Prognostic factor of lenvatinib for unresectable hepatocellular carcinoma in real‐world conditions—Multicenter analysis
Author(s) -
Hiraoka Atsushi,
Kumada Takashi,
Atsukawa Masanori,
Hirooka Masashi,
Tsuji Kunihiko,
Ishikawa Toru,
Takaguchi Koichi,
Kariyama Kazuya,
Itobayashi Ei,
Tajiri Kazuto,
Shimada Noritomo,
Shibata Hiroshi,
Ochi Hironori,
Tada Toshifumi,
Toyoda Hidenori,
Nouso Kazuhiro,
Tsutsui Akemi,
Nagano Takuya,
Itokawa Norio,
Hayama Korenobu,
Imai Michitaka,
Joko Kouji,
Koizumi Yohei,
Hiasa Yoichi,
Michitaka Kojiro,
Kudo Masatoshi
Publication year - 2019
Publication title -
cancer medicine
Language(s) - English
Resource type - Journals
SCImago Journal Rank - 1.403
H-Index - 53
ISSN - 2045-7634
DOI - 10.1002/cam4.2241
Subject(s) - medicine , hepatocellular carcinoma , lenvatinib , hazard ratio , gastroenterology , proportional hazards model , multivariate analysis , body mass index , adverse effect , oncology , confidence interval , sorafenib
Background/aim We assessed suitable factors indicating newly developed lenvatinib (LEN) treatment for unresectable hepatocellular carcinoma (u‐HCC) by investigating real‐world clinical features of patients. Materials/methods One hundred fifty two u‐HCC patients, who receive LEN treatment from March to December 2018, were enrolled. (Child‐Pugh score [CPS] 5/6/7/8 = 76/61/13/2, modified albumin‐bilirubin grade [mALBI] 1/2a/2b/3 = 53/35/60/4). Clinical features were evaluated retrospectively. Results Overall‐response rate (ORR)/disease control rate (DCR) at 1 month after starting LEN were 38.7%/86.0%, respectively. Estimated median time to progression (TTP) was 7.0 months, while median survival time was not reached within the observation period.
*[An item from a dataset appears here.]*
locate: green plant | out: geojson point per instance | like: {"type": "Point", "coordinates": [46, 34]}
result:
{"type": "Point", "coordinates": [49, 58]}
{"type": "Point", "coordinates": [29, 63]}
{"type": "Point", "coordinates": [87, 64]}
CPS (≥7) and past history of tyrosine‐kinase inhibitor (TKI) were not significant prognostic factors. mALBI ≥2b was an only significant prognostic factor (HR 4.632, 95%CI 1.649‐13.02, P = 0.004) in Cox‐hazard multivariate analysis. In patients with Child‐Pugh A, c‐index/Akaike's information criterion (AIC) of prognostic predictive value of mALBI were superior to CPS (0.682/135.6 vs 0.652/138.7), while those of stopping LEN also showed that mALBI was better (0.575/447.3 vs 0.562/447.8). Additional analysis of patients with good mALBI (1/2a) revealed that time to stopping LEN was significantly shorter in those with the adverse event (AE) of appetite loss (any grade) than those without ( P = 0.006) and body mass index (BMI) was also lower in patients with that AE (20.3 ± 3.0 vs 23.6 ± 4.0kg/m 2 , P < 0.001), while patients with a hand‐foot skin reaction (any grade) showed good ORR/DCR (59.1%/86.4%) and longer TTP as compared to patients without ( P = 0.007). Conclusion Good hepatic function (mALBI 1/2a) is the best indication for LEN, while potential appetite loss in association with low BMI should be kept in mind in such cases.